Chaton's expression fell slightly. He noticed her hand was resting on the handle of her blade. She had come here ready to fight if she needed to.
"Then why did you come, Gion-chan?" He kept his voice low. "Surely not to recruit me."
"I'm very fond of you, but I'm also very fond of the Navy."
"I'm also fond of the Navy," she said. "But I've been forced onto its opposite side."
"Forced." Chaton picked up the word. "What do you mean by that?"
"Would you like to hear what actually happened at the Science Division base, Kake?" Momousagi looked at him with the steady certainty of a woman who had known him for a long time, and knew, under everything, what she was working with. "My version of events."
Chaton's mouth opened, then closed.
He was not a man whose judgment got swept away by infatuation. He was a battle-tested Marine with decades of experience and a mind that had stayed sharp through all of it. He understood perfectly well that the right thing to do at this moment, the correct and proper action, was to activate the alarm and alert the rest of Headquarters that Momousagi Gion was here.
But.
"I'll hear it," he said, and exhaled.
There was nothing to be done. He simply cared about her too much.

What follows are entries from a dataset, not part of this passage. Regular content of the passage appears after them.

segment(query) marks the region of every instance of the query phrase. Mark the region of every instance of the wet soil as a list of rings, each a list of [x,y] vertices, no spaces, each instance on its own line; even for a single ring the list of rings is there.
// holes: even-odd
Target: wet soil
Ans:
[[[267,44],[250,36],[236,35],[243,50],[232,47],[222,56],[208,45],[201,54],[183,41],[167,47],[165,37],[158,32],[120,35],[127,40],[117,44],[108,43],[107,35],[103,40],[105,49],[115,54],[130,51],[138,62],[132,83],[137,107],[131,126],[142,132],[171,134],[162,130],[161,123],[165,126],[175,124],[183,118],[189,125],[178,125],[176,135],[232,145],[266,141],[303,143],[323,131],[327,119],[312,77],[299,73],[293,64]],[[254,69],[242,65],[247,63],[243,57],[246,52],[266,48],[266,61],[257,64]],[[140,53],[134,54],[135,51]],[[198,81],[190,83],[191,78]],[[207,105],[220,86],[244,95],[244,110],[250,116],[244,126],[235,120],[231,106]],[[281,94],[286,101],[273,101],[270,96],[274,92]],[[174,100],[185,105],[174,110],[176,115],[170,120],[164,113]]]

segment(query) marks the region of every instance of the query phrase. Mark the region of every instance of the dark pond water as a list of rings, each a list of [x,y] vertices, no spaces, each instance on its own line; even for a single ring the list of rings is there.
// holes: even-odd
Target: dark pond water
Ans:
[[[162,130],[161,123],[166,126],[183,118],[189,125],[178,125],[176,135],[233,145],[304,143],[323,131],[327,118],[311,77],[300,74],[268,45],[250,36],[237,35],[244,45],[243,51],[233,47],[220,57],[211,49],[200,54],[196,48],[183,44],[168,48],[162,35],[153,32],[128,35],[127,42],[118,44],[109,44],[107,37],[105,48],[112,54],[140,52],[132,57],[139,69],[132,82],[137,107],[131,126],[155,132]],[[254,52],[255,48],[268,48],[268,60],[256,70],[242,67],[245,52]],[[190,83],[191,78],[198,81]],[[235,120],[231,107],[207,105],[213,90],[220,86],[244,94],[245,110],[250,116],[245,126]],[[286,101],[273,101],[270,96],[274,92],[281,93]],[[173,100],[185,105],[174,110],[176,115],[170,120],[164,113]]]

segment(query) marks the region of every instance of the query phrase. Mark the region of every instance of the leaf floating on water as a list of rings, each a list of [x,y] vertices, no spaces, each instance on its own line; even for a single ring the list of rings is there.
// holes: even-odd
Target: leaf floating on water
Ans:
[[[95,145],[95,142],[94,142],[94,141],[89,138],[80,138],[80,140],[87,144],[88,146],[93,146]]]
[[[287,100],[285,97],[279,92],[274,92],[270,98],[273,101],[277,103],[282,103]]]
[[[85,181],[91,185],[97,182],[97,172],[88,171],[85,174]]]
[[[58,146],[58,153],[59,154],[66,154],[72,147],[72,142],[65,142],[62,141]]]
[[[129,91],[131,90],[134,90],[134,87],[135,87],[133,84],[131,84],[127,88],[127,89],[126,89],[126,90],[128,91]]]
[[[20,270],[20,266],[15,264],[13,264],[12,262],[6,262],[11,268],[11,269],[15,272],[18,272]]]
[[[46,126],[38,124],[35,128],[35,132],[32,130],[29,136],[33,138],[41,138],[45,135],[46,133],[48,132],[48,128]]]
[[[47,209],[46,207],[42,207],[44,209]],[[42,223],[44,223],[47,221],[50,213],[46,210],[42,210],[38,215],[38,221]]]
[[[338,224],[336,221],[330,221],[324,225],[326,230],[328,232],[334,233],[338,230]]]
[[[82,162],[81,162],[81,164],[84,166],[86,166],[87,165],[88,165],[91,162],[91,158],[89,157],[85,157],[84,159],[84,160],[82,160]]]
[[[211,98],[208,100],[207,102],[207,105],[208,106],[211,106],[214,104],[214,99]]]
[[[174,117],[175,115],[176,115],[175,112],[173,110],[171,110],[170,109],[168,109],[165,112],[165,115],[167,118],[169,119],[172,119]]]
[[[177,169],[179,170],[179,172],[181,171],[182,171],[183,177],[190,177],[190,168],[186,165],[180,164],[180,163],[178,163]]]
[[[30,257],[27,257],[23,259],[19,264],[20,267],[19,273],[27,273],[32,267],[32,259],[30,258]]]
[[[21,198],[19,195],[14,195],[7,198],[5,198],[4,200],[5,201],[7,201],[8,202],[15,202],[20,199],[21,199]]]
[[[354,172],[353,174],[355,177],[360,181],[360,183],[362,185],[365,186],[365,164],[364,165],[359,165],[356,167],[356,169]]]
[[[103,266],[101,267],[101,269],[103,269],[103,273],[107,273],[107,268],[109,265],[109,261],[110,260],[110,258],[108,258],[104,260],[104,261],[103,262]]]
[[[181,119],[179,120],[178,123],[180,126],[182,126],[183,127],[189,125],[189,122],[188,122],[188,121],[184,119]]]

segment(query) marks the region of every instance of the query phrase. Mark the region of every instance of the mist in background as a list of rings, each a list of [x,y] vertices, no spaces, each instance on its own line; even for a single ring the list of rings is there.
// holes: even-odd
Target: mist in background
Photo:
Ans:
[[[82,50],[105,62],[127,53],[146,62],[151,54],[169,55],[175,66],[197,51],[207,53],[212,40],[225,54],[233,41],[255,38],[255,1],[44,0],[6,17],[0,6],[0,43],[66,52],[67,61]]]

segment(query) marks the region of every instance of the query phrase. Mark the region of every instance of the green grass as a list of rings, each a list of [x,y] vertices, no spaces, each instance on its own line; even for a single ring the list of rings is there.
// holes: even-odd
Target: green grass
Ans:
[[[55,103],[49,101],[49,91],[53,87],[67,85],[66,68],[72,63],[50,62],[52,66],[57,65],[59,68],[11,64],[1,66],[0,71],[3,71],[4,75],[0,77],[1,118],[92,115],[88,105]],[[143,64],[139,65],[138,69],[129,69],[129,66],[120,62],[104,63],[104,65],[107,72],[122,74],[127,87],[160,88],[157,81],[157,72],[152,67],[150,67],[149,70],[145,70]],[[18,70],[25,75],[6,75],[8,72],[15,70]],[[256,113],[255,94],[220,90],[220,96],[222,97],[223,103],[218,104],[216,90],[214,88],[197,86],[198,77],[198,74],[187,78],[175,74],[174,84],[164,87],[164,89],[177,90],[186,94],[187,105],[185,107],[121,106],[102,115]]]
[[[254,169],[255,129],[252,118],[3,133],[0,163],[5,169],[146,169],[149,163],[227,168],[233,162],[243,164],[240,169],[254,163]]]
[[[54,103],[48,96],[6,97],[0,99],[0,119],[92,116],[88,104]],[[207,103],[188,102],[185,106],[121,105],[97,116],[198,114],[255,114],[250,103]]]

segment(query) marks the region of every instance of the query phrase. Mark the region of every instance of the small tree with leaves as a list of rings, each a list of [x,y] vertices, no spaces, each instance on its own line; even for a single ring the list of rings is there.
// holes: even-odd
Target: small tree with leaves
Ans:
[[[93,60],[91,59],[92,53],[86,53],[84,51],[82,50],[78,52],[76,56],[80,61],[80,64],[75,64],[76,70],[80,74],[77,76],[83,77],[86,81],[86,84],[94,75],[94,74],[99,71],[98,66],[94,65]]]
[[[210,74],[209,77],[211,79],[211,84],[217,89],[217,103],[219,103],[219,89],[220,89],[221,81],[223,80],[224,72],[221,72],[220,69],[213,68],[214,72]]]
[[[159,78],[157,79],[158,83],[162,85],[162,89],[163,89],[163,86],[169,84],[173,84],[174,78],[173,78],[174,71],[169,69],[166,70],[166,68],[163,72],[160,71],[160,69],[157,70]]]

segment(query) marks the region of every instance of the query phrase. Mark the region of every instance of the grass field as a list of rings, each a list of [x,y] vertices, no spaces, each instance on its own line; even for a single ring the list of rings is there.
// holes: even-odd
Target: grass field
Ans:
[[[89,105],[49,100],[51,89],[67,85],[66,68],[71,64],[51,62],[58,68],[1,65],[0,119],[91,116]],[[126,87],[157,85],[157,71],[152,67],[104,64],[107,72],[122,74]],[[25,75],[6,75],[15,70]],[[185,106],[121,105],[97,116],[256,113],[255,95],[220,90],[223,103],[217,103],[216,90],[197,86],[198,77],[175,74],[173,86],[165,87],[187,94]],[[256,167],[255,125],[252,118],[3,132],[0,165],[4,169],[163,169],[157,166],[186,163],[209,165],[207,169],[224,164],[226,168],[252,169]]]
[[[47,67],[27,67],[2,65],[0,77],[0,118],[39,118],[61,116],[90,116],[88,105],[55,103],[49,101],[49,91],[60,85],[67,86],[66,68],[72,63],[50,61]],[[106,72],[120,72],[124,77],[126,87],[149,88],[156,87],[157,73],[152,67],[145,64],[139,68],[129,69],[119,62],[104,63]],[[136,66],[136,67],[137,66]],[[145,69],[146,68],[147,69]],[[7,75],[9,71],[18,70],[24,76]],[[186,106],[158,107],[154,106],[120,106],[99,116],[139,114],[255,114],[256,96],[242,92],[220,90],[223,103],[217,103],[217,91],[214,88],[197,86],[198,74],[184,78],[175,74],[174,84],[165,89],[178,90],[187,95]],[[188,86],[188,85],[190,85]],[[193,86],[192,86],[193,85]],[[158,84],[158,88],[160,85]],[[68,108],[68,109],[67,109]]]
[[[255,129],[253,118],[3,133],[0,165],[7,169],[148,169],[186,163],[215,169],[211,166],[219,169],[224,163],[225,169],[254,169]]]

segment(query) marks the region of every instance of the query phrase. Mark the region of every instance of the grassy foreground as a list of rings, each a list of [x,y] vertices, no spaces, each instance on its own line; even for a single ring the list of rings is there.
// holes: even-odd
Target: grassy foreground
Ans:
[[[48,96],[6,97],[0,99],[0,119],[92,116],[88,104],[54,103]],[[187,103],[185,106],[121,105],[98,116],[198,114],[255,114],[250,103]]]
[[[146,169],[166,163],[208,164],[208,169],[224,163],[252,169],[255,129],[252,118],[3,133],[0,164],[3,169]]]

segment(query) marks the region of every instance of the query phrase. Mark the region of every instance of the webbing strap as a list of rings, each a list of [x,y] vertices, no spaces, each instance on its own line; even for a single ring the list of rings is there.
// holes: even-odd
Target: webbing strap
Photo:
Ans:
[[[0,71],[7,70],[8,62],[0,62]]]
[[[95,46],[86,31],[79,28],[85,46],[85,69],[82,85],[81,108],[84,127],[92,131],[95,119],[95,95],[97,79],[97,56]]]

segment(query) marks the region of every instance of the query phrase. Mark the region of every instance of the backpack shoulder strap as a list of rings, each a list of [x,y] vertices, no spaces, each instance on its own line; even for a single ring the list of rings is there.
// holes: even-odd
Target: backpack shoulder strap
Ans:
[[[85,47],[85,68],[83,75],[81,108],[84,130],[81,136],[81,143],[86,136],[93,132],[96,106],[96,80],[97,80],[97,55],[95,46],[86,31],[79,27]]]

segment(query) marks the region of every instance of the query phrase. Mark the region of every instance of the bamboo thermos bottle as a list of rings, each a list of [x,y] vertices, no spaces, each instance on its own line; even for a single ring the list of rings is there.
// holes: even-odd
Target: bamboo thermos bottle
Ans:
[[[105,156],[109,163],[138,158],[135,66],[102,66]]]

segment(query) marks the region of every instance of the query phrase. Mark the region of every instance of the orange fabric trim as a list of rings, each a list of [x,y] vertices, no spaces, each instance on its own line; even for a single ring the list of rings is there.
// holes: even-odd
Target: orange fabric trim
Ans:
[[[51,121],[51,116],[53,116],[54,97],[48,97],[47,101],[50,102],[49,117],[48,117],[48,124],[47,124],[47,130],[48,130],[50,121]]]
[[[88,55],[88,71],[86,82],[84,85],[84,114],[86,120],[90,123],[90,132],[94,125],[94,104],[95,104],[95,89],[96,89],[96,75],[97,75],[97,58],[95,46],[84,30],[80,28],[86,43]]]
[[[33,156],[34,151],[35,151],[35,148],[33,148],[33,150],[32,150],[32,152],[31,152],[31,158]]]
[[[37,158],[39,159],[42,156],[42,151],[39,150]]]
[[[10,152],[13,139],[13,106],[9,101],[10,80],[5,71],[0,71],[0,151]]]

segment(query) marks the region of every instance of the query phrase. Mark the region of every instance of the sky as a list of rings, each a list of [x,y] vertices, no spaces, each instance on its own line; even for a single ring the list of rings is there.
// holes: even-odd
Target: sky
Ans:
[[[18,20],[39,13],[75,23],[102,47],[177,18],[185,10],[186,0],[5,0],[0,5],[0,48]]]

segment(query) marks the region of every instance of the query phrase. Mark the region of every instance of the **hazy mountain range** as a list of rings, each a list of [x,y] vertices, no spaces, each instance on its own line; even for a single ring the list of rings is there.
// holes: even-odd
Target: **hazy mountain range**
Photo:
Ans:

Momousagi let out a quiet breath of her own. Genuine relief moved through her.
She had trusted Brett's assessment. She had barely believed it. And yet here she was, and here Chaton was, and he was willing to sit and listen.
If he had known she was thinking that, he might have cried all over again.
He should be unreliable? After all these years, after everything?
Though perhaps it was precisely because there had been so many confessions, so many rejections, that she had stopped taking him seriously as a person.
Momousagi gathered her thoughts and began.
Below the cliff, down at the water's edge, Brett was lying on the ocean surface, feet trailing idly in the waves.
Convenient that Chaton was stationed right here at Headquarters. Finding him had taken about thirty seconds of expanding Observation Haki over the base.
Above him, on the terrace overhead, Momousagi's account was drawing to a close.
"That's what happened." She paused. "The Government deceived everyone."
"..."
Chaton was quiet.
He didn't know what to say.
Her account was completely different from the Government's. His reason told him she had no hard evidence, that the Science Division base had genuinely been destroyed, and that there was testimony from survivors placing her squarely at the scene as a combatant against Government forces.
But his instinct wouldn't let him dismiss her. It wouldn't let him act as though her words were nothing.
"I'm not asking you to believe me completely, Kake." Momousagi stepped forward, her voice serious in a way that left no room for anything but the words themselves. "I only want you to try to investigate. The Government isn't trustworthy. I want to make sure the people I care about don't get hurt by them."
She pressed her lips together. When Chaton looked at her face, there was something bright at the edges of her eyes. Not quite tears. Almost.
"Gion..."
The word came out of him before he had a thought to attach to it.
"That's all for now, Kake. I hope you'll do something with this."
Momousagi stepped back slowly toward the terrace railing and dropped off the edge, straight down into the water below.
Chaton stayed where he was, standing in the sea wind, his mind a storm.
Momousagi entered the water to find Brett floating on his back nearby, apparently without a care in the world.
He turned his head toward her and grinned. "Well done. That last moment was exquisite. Absolutely perfect."
"Your Observation Haki is offensive." Momousagi's tone was flat.
"Will he actually help?"
"Trust me. He's already wavering completely." Brett's expression settled into something satisfied. "He's going to work very hard to find a reason to believe you."
Momousagi said nothing.
She genuinely did not understand how that worked.